Because all the glasses are different sizes, this recipe could make a varied number of servings. I was able to create 10 individual cups which is perfect for my get together. While I was at Goodwill, I also picked up some spider web décor for $1 and some super cute Halloween pins for $2 to dress up the dessert table. All together I spent $8 to create this spooky and fun vibe that all my guests loved.

Family Halloween Costumes

Is there anything cuter than family Halloween costumes? Okay, maybe family jammies at Christmas. But when it comes to Halloween, I think it becomes even more fun when you have kids.

If youʼre anything like me though, you hate to pay $40-$50 per family member for a Halloween costume.

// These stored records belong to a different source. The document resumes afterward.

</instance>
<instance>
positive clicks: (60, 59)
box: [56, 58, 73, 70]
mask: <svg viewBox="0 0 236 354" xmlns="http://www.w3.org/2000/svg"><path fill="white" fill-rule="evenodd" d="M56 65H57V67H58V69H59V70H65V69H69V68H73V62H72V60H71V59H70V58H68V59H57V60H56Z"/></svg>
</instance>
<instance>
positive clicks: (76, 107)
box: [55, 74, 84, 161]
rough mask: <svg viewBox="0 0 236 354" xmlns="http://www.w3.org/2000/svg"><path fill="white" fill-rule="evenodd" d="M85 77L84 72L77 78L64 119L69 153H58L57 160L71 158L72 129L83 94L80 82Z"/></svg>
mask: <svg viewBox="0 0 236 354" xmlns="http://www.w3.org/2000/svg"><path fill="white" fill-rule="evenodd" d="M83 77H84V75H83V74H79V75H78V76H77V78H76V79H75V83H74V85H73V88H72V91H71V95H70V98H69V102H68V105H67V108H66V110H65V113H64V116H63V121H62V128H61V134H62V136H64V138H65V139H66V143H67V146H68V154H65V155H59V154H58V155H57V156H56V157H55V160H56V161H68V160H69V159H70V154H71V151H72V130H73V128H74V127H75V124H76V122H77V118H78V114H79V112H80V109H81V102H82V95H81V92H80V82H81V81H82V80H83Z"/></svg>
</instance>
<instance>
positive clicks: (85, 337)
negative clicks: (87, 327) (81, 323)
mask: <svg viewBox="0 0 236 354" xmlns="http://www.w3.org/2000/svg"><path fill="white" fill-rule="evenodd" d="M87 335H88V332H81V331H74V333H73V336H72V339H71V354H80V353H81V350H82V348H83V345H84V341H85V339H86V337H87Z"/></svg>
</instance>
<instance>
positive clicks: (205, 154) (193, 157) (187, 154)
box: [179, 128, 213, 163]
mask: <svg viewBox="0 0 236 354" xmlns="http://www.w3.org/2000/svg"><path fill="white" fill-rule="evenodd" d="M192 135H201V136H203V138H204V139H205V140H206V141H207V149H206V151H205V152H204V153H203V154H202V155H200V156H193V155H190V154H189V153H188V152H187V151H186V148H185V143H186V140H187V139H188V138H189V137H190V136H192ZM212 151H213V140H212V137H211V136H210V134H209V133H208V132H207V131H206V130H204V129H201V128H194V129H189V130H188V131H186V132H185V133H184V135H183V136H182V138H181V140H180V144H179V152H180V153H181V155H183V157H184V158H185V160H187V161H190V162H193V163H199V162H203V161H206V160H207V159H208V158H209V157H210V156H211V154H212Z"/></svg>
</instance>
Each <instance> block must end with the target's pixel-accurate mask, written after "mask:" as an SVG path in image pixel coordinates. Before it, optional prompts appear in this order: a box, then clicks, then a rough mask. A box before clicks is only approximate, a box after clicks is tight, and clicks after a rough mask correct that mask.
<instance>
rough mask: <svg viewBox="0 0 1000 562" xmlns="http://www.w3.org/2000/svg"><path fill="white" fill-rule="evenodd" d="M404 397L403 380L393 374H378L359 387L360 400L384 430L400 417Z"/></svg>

So if youʼre looking for a one stop Halloween shop that is not going to cost you a fortune, I highly recommend checking out your local Goodwill. Goodwill has it all when it comes to Halloween; costumes for all ages, makeup, decor, and even pet costumes!

Last year, my family went as 101 Dalmatians characters. My husbandʼs hat and coat both came from Goodwill. The hat cost $3 and the coat was $10. I also found my fur coat from Goodwill which was only $15! All three costumes were under $40!!

Family 1

This Halloween, my husband and son are hunters and I am a little (pregnant) deer! This was the easiest family costume to pull off. My husband is already an avid hunter with plenty of hunting gear and my son had a camo t-shirt and a toy bow and arrow to add to his costume. This was a guaranteed win for our family.

 Fur Vest

I found my fur vest at the Jackson Township Goodwill for only $6 and my sonʼs camouflage pants for $3! The rest of our outfits we had laying around our closets. And just like that we have Halloween costumes for under $10! Thank you, Goodwill!!

Family 2 Family 3

If you and your family will be creating a group costume, here are a couple of tips to help you out.

1. Choosing a Theme

Deciding a group costume can be difficult, pick something the whole family will be excited about (including dad!). As my husband already loves hunting and my son wants to be just like dad they were both on board with this idea. Plus, my son will love driving his mini jeep from house to house.

2. Plan Ahead

Give yourself plenty of time to see what works and what doesn't. Also, plenty of time to thrift shop! You may not find everything you need in one trip. The sales floor is constantly changing, you'd be surprised what you'll find if you stop back a couple of days later.

3. Get Creative with Materials

Buying accessories to match your character can get expensive fast. Instead look for materials to recreate items yourself.  For my deer costume, I made my own head band using items found around the house and saved our family $20!

I hope these family costume ideas and tips inspire your family as well. And help you save some extra money while giving back to the community this Halloween!